Description
The stability of nuclear lamina and histone modifications is critical in the aging process and cellular senescence. Our study investigates the response of naked mole rat (NMR) cells to aging conditions induced by doxycycline (dox)-regulated progerin-GFP expression, comparing it to human dermal fibroblasts (HDF). Employing a high-throughput immunofluorescence assay, we have investigated a wide range of markers within thousands of single cells to monitor epigenetic and cellular changes in both species.
Progerin expression resulted in epigenetic changes associated with aging in both species, including the reduction of total histone H3 levels, decreased H3K27ac/-me3 and increased H4K20me3 levels. These changes indicate that the model effectively replicates some aspects of the aging.
However, we also observed stark differences in response to progerin in NMR versus HDF fibroblasts which we believe may uncover certain protective mechanisms in NMR against cellular age-inducing stresses. For example, progerin expression is associated with heterochromatin loss which we could replicate in our HDF system via a reduction of Lamin B and H3K9me3. In contrast, both Lamin B and H3K9me3 showed remarkable stability. This result suggests that NMRs have an optimised mechanism for ensuring maintenance of genome organisation under damaging conditions which we are now investigating.
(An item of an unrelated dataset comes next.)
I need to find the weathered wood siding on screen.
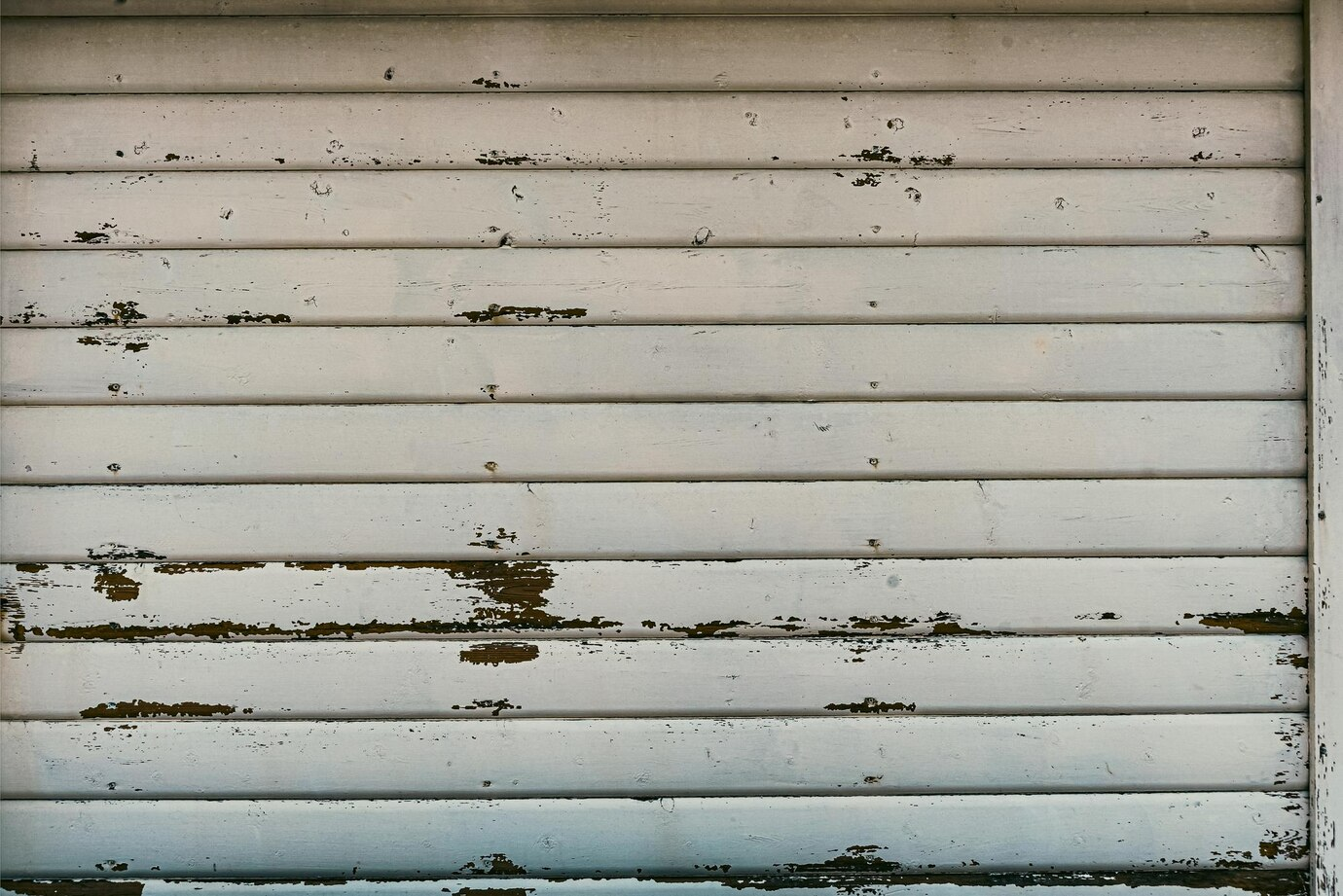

We also observed comparable responses in other aging markers including p16Ink4a, p21, and gamma-H2AX. These markers of cell-cycle arrest and DNA damage response followed the expected aging phenotype. Additionally, the expression of p53 was increased in NMR cells but not in HDFs after progerin induction.
Altogether, the divergent response of NMRs fibroblasts compared to HDFs sheds insights into various protective mechanisms employed by the NMR cell in the face of aging-associated cellular damages. These in turn can be further explored and leveraged for the development of novel anti-aging therapeutic strategies.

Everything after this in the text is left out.